To further verify the effectiveness of the introduced modules, an ablation study was conducted under the same experimental conditions using 100 images selected from the comprehensive multi-scenario datasets. The results of U-Net, a GAN, RU-Net, and Crack-GAN are compared, as shown in Figure 9.

The baseline U-Net model demonstrated relatively low recall and F1 scores, indicating significant under-detection issues. With the introduction of the GAN framework, the model achieved a notable improvement in recall to 72.27% and an increased F1 score of 69.59%, albeit with a 19 ms increase in runtime, reflecting the computational trade-off required for adversarial training benefits. The RU-Net architecture, incorporating residual modules, maintained high pixel accuracy (PA) while substantially boosting recall to 80.42% and achieving an F1 score of 73.18%. Moreover, it exhibited superior computational efficiency compared to the original U-Net, demonstrating that residual connections effectively enhanced feature transmission. The proposed Crack-GAN achieved optimal overall performance; in terms of detection efficacy, it attained a recall of 86.67% and an F1 score of 75.69%, representing significant improvements of 44.4% and 20.0%, respectively, over the U-Net baseline. Regarding computational efficiency, the 48 ms runtime constituted a 30.4% reduction compared to the GAN framework. Additionally, its superior IoU and mAP@50 metrics validated enhanced segmentation precision and localization accuracy.

The experimental results show that by integrating the adversarial learning mechanism of the GAN and the feature optimization ability of the residual network, Crack-GAN effectively solves the problems of missed detection and false detection in traditional methods and provides a reliable solution for the accurate recognition of tunnel cracks while maintaining high operating efficiency.

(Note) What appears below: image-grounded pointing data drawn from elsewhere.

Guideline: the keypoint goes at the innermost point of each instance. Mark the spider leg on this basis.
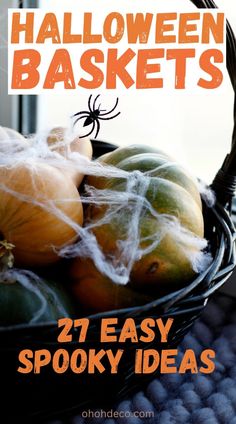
(90, 132)
(107, 113)
(108, 118)
(89, 103)
(79, 113)
(94, 103)
(81, 117)
(98, 128)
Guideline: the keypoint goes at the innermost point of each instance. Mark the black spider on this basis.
(94, 115)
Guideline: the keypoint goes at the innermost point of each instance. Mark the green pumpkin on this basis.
(33, 302)
(172, 192)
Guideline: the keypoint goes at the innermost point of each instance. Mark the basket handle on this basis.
(224, 183)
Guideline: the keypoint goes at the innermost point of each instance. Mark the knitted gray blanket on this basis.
(187, 399)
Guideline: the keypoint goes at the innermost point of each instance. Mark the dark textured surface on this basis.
(191, 399)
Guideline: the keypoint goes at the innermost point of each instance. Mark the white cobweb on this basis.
(131, 201)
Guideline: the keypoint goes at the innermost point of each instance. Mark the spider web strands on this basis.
(131, 202)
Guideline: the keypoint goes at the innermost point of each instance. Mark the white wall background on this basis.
(195, 127)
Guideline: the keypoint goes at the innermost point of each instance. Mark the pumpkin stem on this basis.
(6, 255)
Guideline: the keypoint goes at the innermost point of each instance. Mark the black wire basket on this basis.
(33, 397)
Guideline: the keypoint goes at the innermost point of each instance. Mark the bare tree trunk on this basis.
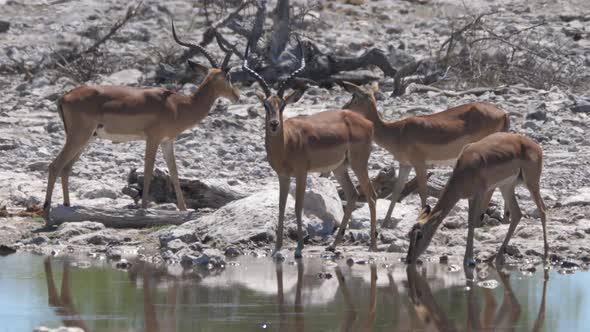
(280, 30)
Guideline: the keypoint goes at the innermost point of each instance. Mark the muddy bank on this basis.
(228, 146)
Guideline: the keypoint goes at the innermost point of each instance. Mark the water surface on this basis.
(254, 294)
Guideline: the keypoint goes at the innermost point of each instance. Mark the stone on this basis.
(209, 258)
(398, 246)
(123, 77)
(123, 264)
(6, 250)
(491, 284)
(233, 252)
(580, 198)
(4, 26)
(70, 229)
(185, 235)
(539, 114)
(103, 237)
(37, 240)
(175, 245)
(254, 218)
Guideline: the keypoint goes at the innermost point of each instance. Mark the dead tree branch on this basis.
(131, 12)
(280, 30)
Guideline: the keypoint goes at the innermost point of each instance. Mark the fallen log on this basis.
(120, 218)
(197, 194)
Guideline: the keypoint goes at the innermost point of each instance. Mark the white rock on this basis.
(255, 217)
(123, 77)
(406, 213)
(59, 329)
(100, 192)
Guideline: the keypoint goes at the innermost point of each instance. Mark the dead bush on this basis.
(482, 51)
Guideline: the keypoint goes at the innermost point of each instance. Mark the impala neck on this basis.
(200, 102)
(275, 145)
(369, 110)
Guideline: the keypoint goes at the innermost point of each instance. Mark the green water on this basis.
(254, 294)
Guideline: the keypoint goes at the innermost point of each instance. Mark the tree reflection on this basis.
(491, 318)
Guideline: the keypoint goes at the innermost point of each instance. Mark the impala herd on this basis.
(473, 137)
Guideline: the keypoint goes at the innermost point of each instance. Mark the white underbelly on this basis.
(327, 168)
(118, 138)
(448, 162)
(505, 181)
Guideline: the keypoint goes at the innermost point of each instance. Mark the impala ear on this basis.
(197, 67)
(261, 96)
(350, 87)
(374, 87)
(294, 96)
(424, 213)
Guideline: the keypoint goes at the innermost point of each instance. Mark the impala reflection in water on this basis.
(253, 294)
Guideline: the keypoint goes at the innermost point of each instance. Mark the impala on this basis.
(123, 114)
(322, 142)
(499, 160)
(421, 141)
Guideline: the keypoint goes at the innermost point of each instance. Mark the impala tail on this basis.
(60, 111)
(506, 123)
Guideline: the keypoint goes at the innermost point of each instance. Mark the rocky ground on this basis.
(228, 146)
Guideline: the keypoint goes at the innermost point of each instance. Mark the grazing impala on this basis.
(122, 114)
(420, 141)
(322, 142)
(499, 160)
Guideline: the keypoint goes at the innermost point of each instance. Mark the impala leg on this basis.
(284, 184)
(515, 216)
(485, 202)
(75, 142)
(398, 186)
(422, 177)
(531, 179)
(168, 152)
(361, 172)
(300, 181)
(52, 296)
(67, 170)
(151, 147)
(341, 175)
(474, 209)
(65, 178)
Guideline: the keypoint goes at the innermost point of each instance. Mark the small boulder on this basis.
(175, 245)
(183, 234)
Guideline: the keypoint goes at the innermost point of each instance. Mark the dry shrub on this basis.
(483, 51)
(84, 68)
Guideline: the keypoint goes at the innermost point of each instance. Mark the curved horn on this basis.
(199, 48)
(228, 52)
(254, 74)
(283, 86)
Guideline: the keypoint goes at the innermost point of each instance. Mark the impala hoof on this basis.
(469, 262)
(298, 253)
(277, 255)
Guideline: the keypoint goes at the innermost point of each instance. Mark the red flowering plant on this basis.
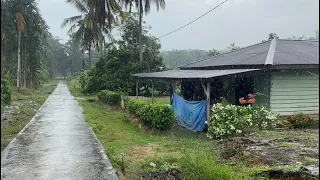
(300, 121)
(249, 100)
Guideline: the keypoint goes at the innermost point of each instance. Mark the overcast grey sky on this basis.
(243, 22)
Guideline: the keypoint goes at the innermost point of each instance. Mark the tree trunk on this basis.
(140, 31)
(130, 8)
(25, 65)
(89, 55)
(19, 61)
(83, 61)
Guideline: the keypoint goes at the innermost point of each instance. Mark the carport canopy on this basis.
(191, 74)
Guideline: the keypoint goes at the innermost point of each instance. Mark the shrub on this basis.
(110, 98)
(132, 105)
(300, 120)
(158, 116)
(6, 90)
(227, 120)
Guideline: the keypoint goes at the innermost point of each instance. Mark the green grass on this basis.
(133, 149)
(286, 144)
(156, 100)
(22, 116)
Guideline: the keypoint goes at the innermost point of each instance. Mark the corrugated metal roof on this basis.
(287, 52)
(296, 52)
(191, 74)
(255, 54)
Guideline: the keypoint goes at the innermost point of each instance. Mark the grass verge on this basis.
(132, 150)
(25, 104)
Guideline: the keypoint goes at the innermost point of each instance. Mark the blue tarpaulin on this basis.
(189, 114)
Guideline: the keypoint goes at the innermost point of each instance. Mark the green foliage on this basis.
(202, 166)
(228, 120)
(6, 90)
(300, 120)
(158, 116)
(113, 71)
(133, 105)
(110, 98)
(34, 42)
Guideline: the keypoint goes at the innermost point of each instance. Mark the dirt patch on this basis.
(167, 175)
(141, 152)
(259, 150)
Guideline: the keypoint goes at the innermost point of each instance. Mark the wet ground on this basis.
(56, 144)
(277, 148)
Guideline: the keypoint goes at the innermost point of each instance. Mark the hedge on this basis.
(158, 116)
(110, 98)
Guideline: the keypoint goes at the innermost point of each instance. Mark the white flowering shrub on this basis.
(231, 120)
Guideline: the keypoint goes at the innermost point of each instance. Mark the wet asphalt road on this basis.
(56, 144)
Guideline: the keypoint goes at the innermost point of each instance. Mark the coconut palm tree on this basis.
(95, 23)
(20, 25)
(143, 6)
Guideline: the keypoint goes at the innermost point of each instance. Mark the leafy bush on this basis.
(132, 105)
(158, 116)
(110, 98)
(227, 120)
(300, 120)
(6, 90)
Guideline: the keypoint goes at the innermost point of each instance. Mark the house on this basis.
(284, 75)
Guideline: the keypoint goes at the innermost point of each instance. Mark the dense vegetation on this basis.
(113, 70)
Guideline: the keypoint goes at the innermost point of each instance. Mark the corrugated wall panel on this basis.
(294, 91)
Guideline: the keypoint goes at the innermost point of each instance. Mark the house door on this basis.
(244, 86)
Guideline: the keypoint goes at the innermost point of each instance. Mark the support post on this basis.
(137, 89)
(208, 100)
(152, 91)
(171, 91)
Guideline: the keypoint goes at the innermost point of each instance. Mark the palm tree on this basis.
(142, 8)
(20, 24)
(85, 32)
(95, 23)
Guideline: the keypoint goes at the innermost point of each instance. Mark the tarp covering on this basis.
(189, 114)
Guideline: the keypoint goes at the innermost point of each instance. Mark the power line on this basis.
(193, 20)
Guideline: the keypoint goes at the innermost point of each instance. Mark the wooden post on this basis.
(137, 89)
(170, 90)
(152, 92)
(208, 99)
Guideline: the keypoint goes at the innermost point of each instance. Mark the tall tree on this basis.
(86, 32)
(94, 24)
(143, 6)
(20, 25)
(33, 42)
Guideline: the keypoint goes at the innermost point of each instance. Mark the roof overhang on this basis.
(191, 74)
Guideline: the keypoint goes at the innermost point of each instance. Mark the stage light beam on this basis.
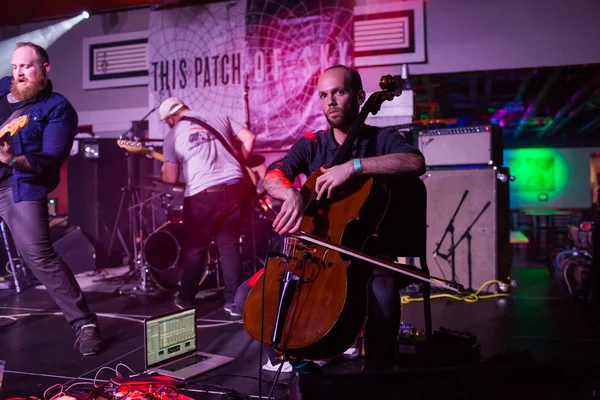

4.5. Analysis of the Results of Different Methods

To demonstrate the segmentation performance of the proposed method, a comparative analysis was conducted through experiments. In this comparative study, the proposed method was tested alongside MO-YOLOv4 [33], U-Net, and Faster R-CNN. Recognition was performed with the 3000 images from the datasets to verify the results of the performance evaluation indicators of the improved model as shown in Figure 10 and Figure 11.

From the results of Figure 10, we can find that the proposed Crack-GAN achieved improvements in all four metrics: PA, precision (P), recall (R), and F1 score. While maintaining an F1 score comparable to that of the Faster RCNN network, it achieved a computational efficiency similar to that of the U-Net network. Specifically, the F1 score of Crack-GAN was 12.56% higher than that of U-Net, and its computation time was faster than that of Faster RCNN. Figure 11 clearly demonstrates that the proposed algorithm achieved significantly higher recall than both U-Net and MO-YOLOv4. This superior recall indicates the model’s capability to detect the majority of actual cracks, thereby ensuring the reliable recognition of critical fracture information in complex tunnel environments, a crucial capability for tunnel safety monitoring and maintenance.

Five images with different crack types were randomly selected from the 3000 images from the datasets. The experimental data of crack segmentation results are shown in Figure 12.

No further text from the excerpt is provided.